Where Paul admits to being more analytical, Angela, he says, is more free-form and poetic.
“She softens the edges. I give her some structure. So it comes out being our writing” — food writing that’s appeared in the pages of Memphis magazine’s sister publication, the Memphis Flyer, The Commercial Appeal, and Edible Memphis magazine.
And what of the couple’s own family heritage?
“I’m English, Irish, pretty much,” Paul says. “But I have one, long, unbroken male line that goes back to a more Eastern European, Jewish ancestry — somewhere way back. My name is Yiddish. I got lucky. I got Knipple.”
“I’m mainly Irish and Scandinavian,” Angela says. “I didn’t grow up around strong ethnic food. I grew up traditional Southern, with a lot of time spent with my grandparents. They have pictures of me as a child making biscuits with a bucket on my head.”

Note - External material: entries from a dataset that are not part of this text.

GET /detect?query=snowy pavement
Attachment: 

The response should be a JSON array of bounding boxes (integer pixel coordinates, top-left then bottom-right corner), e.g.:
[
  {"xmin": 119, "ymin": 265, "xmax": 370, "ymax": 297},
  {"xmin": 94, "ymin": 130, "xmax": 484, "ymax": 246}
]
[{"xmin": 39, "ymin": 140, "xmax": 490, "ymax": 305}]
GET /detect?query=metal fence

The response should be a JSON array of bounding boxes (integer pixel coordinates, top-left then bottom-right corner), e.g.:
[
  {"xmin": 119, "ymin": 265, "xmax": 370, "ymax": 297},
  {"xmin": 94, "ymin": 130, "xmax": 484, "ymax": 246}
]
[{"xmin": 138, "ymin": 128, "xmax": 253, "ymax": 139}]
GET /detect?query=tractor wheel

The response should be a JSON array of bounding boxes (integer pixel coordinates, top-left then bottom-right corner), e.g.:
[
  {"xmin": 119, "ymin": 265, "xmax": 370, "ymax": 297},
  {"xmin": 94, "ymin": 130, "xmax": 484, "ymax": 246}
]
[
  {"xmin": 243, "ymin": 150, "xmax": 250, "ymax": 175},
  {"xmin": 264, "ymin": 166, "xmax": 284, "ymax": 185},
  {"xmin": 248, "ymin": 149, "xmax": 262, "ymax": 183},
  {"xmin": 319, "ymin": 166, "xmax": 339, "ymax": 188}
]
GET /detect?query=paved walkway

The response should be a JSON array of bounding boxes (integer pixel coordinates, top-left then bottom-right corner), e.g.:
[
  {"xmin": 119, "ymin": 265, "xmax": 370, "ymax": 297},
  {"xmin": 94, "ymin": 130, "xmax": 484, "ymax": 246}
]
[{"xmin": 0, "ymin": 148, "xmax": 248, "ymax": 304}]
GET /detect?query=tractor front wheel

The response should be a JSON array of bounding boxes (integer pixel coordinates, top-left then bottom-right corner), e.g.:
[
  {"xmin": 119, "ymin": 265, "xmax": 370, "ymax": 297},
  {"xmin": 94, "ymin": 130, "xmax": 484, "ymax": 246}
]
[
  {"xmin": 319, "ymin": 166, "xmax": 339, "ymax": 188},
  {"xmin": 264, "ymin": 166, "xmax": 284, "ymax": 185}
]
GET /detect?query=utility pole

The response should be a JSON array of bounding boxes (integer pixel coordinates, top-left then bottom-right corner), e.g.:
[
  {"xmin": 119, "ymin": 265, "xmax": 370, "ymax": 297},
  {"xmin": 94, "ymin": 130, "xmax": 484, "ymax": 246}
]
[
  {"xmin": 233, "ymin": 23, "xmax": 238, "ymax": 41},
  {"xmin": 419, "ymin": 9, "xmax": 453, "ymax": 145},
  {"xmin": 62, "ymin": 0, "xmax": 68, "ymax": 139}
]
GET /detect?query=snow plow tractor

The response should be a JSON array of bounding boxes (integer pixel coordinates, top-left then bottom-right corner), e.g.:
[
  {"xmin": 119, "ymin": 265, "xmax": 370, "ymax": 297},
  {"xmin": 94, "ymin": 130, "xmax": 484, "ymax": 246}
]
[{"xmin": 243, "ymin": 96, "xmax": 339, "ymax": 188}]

Never mind, though, the bucket. Take the sound advice of that childhood biscuit-maker:
“Just go out there!” Angela recommends to diners faced with the new world of tastes right here in the New South. “You may not be able to read a restaurant’s sign or the menu, but don’t be scared. These are people who are excited that you wanted to come, try the food, talk about it. They want to feed you and feed you well.”
Be on hand at the Booksellers at Laurelwood on March 6th. That’s the official launch party (with food samples!) for Paul and Angela’s book. And join the Knipples along with Chef Kelly English on March 18th at Restaurant Iris in Midtown: That’s when the restaurant will prepare a five-course dinner with recipes drawn from The World in a Skillet.